Based on the previous work (IEEE TMI, 2015), the research team explored possible evolutionary conservative characteristics among primate species, assuming that based on the conserved brain function, a psychiatric classification and prediction model that can migrate across species (Figure A). In this study, the Group LASSO algorithm was used to screen brain function map data from 5 transgenic rhesus monkeys and 11 wild-type rhesus monkeys, and 9 core brain regions were identified (Figure B); 9 brain regions were mapped to The human brain is used to form feature sets using the functional connections of the brain regions, and constructs a sparse logistic regression classifier, which is used for the diagnosis and classification of patients with autism, obsessive-compulsive disorder, and attention deficit hyperactivity disorder, respectively. The patient data came from 4 clinical image databases including ABIDE-I (1112 persons), ABIDE-II (1114 persons), OCD (186 persons) and ADHD-200 (776 persons). After cross-validation, the study found that the classification model based on the characteristics of transgenic macaques can distinguish between autistic patients and normal persons in the ABIDE-I data set with an accuracy rate of 82.14%, and 75.17% of the human subjects in the ABIDE-II database. The accuracy rate is significantly higher than the performance of building a classifier based on the characteristics of the patients with autism and obsessive-compulsive disorder (Figure C). When the same 9 brain regions were extended to obsessive-compulsive disorder image data, the study found that the macaque monkey feature classification model can still achieve 78.36% accuracy, which is significantly higher than the performance of the classifier based on the features of the autistic patients. However, these features learned based on the macaque model failed to significantly improve the classification accuracy of ADHD patients. Further analysis of the relationship between the functional connections in these superior classifiers and the clinical symptoms of psychiatric disorders, the study found that the right ventral lateral prefrontal cortex plays a dual role in autism and obsessive-compulsive disorder, corresponding to their respective Specific dimension symptom phenotype (Figure D).

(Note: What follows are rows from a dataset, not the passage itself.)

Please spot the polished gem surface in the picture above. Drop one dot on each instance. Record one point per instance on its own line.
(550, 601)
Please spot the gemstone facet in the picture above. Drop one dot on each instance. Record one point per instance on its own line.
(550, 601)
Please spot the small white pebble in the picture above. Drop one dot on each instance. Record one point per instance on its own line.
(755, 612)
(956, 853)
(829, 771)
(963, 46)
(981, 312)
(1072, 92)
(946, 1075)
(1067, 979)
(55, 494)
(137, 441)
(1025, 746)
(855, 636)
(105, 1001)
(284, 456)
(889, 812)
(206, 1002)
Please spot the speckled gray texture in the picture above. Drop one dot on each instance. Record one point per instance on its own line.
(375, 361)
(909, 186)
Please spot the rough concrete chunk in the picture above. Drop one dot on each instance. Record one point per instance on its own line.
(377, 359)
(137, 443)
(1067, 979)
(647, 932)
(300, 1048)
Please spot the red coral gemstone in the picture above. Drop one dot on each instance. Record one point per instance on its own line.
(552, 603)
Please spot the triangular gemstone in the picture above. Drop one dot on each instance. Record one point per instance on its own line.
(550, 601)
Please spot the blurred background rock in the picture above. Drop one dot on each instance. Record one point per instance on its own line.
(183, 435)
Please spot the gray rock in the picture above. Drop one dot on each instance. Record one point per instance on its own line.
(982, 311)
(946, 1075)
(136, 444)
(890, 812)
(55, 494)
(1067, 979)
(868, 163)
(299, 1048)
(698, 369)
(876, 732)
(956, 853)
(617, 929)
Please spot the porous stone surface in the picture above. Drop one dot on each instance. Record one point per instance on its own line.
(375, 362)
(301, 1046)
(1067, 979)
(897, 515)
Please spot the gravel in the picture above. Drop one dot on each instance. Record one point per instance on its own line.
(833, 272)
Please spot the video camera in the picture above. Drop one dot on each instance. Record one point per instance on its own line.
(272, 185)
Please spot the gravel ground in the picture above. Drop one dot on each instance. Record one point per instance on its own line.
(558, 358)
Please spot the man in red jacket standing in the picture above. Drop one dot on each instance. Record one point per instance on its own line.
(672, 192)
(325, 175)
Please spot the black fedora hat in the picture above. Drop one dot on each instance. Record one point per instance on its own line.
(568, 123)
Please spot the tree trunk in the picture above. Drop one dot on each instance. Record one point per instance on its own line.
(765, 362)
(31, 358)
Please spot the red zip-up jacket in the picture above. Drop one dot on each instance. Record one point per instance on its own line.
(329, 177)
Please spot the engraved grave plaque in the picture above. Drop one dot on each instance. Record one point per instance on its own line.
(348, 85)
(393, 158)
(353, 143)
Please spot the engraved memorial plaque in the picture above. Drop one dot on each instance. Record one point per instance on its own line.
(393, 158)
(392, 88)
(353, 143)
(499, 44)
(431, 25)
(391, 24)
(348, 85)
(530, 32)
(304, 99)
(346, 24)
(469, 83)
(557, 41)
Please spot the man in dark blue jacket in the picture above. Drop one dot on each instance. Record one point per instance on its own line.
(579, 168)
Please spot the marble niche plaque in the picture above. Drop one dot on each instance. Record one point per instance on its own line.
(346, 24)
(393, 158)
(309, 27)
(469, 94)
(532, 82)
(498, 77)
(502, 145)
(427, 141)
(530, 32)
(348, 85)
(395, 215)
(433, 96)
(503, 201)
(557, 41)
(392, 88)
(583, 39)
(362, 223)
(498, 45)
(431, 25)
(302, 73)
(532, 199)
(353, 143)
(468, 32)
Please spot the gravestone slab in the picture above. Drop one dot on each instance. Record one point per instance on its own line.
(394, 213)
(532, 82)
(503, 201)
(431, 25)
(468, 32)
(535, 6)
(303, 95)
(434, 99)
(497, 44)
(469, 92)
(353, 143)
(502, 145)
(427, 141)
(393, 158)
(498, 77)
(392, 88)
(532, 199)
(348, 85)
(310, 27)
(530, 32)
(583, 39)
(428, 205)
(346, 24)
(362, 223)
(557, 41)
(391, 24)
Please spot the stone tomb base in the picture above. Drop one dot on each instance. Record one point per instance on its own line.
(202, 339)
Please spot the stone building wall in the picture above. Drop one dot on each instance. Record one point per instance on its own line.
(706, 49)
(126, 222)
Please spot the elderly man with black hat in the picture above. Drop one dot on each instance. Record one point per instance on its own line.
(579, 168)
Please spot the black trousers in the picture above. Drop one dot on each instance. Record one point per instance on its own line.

The study was jointly completed by Wang Zheng and He Ran under the supervision of doctoral students Zhan Yafeng and Wei Jianze, and was supported by Cambridge University, Pediatric Hospital Affiliated to Fudan University, Kunming Institute of Zoology, Chinese Academy of Sciences and the Ministry of Science and Technology, National Natural Science Foundation of China, Chinese Academy of Sciences, Shanghai, Guangdong and other subsidies.